O triunfo de Homens de Preto se deve em grande parte à atuação de seus protagonistas, Tommy Lee Jones e Will Smith. Lee Jones, conhecido por personagens durões como os que representou em O Fugitivo e Batman Eternamente, é aquele tipo de ator, como Marlon Brando, que consegue atuações empolgantes sem mexer sequer um músculo da face. Smith, dublê de ator e cantor de rap, é um dos nomes mais festejados do cinema desde que atuou em Independence Day, no ano passado. Seu estilo de atuação é oposto ao de Lee Jones. Careteiro, é capaz de arrancar risadas do público com um simples erguer de sobrancelhas. Ambos andam às voltas com extraterrestres que vivem na Terra disfarçados. Um deles é um cão miniboxer que fala pelos cotovelos. Outro é um velhinho simpático que trabalha numa joalheria e leva a tiracolo um gatinho suspeito. Um terceiro é um mexicano que tenta entrar ilegalmente nos Estados Unidos (deu-se mal: nem sabia falar espanhol). Todos eles, por baixo da pele (ou do pêlo), são na verdade seres do espaço horrorosos e cheios de más intenções. Ou melhor: quase todos. Há aqueles colaboracionistas, amigos dos terrenos e que às vezes nem precisam disfarçar-se. Como as simpáticas lombrigas que servem cafezinhos e roscas açucaradas a seus patrões humanos. De qualquer maneira, todos eles se envolvem em situações muito engraçadas. Todos os monstrinhos foram criados por Rick Baker, o mesmo que desenhou os bonecos da série Gremlins. Os efeitos especiais são assinados pela Industrial Light & Magic, o estúdio de George Lucas.

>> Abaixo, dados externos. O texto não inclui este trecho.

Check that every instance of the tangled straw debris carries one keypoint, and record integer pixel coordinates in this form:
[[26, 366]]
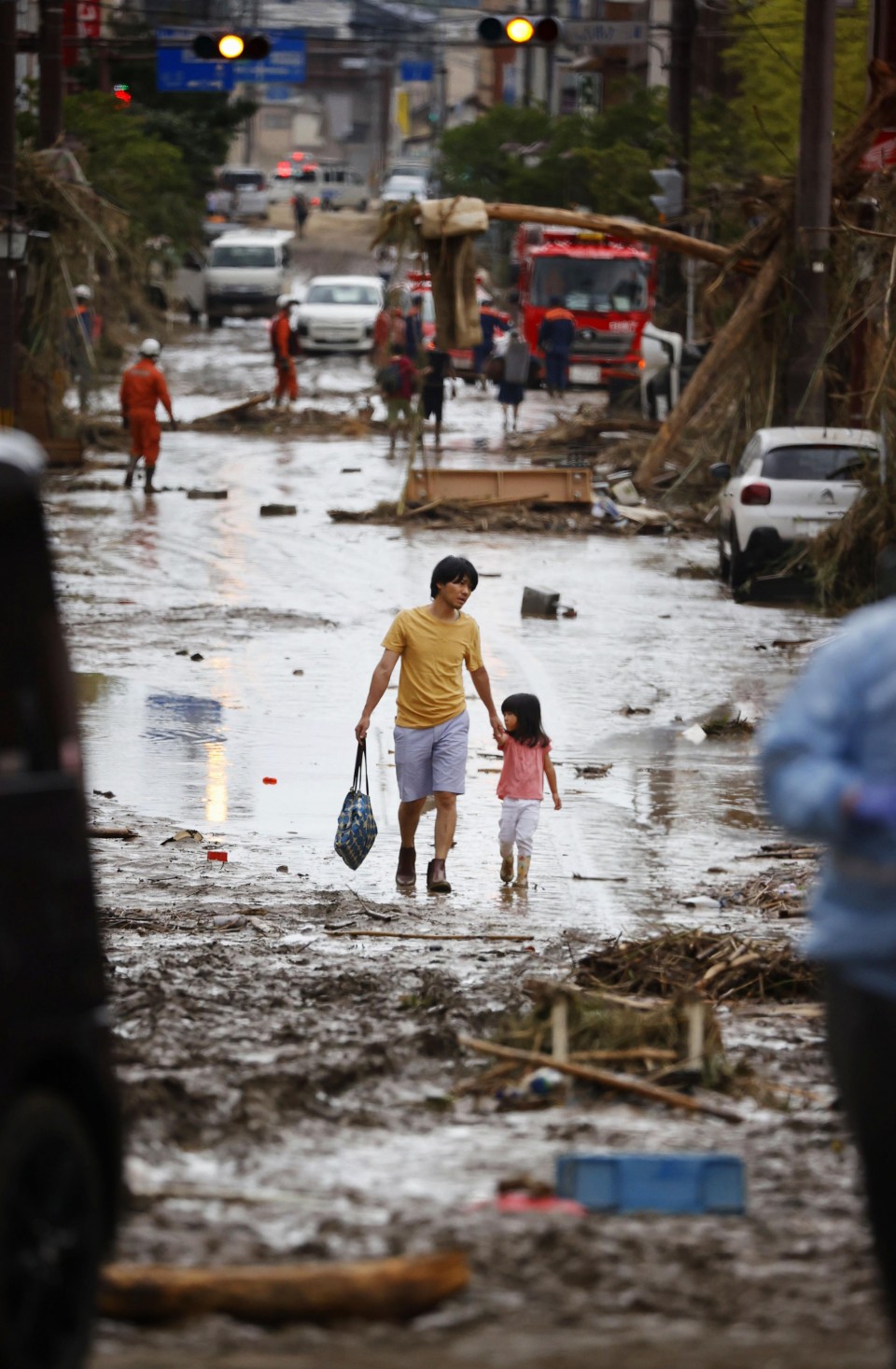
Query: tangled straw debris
[[715, 965]]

"Sem nazistas" -- A história que conduz Homens de Preto é o que menos importa. Serve apenas de fio condutor para as cenas, que sobrevivem independentemente do roteiro. O homem com nome de uma letra só, K (Lee Jones), trabalha para a MIB, uma agência do governo americano criada em 1950 para estabelecer contato com habitantes de outros planetas. Na década seguinte, a agência caiu no ridículo diante dos americanos -- mas não dos extraterrestres. Hoje ela tem dupla utilidade. Primeiro, funciona como uma zona politicamente neutra para ETs imigrantes e bonzinhos que se encontram sem planeta para viver ("Como no filme Casablanca, mas sem os nazistas", explica K). Os alienígenas chegam à Terra, passam pela imigração na MIB (que fica no coração de Nova York) e são encaminhados para funções terráqueas. Como aconteceu, aliás, com Sylvester Stallone, de acordo com uma das tiradas do filme. A segunda função da MIB é rastrear e eliminar os ETs mal-intencionados. Como K faz para rastreá-los? Lê os jornais sensacionalistas, é claro, sempre recheados de histórias envolvendo extraterrestres, "embora às vezes o New York Times também ajude". K está precisando de um ajudante e escolhe J (Will Smith), um policial de Nova York. Ambos se tornam parceiros das mais espetaculares aventuras, a bordo de um carro que até vira batmóvel e é capaz de cortar engarrafamento andando no teto dos túneis. O esforço é necessário. Afinal, pelos cálculos de K, há hoje cerca de 1.500 alienígenas vivendo no nosso mundo. "Quase todos em Manhattan, não é uma coincidência?", ele diz.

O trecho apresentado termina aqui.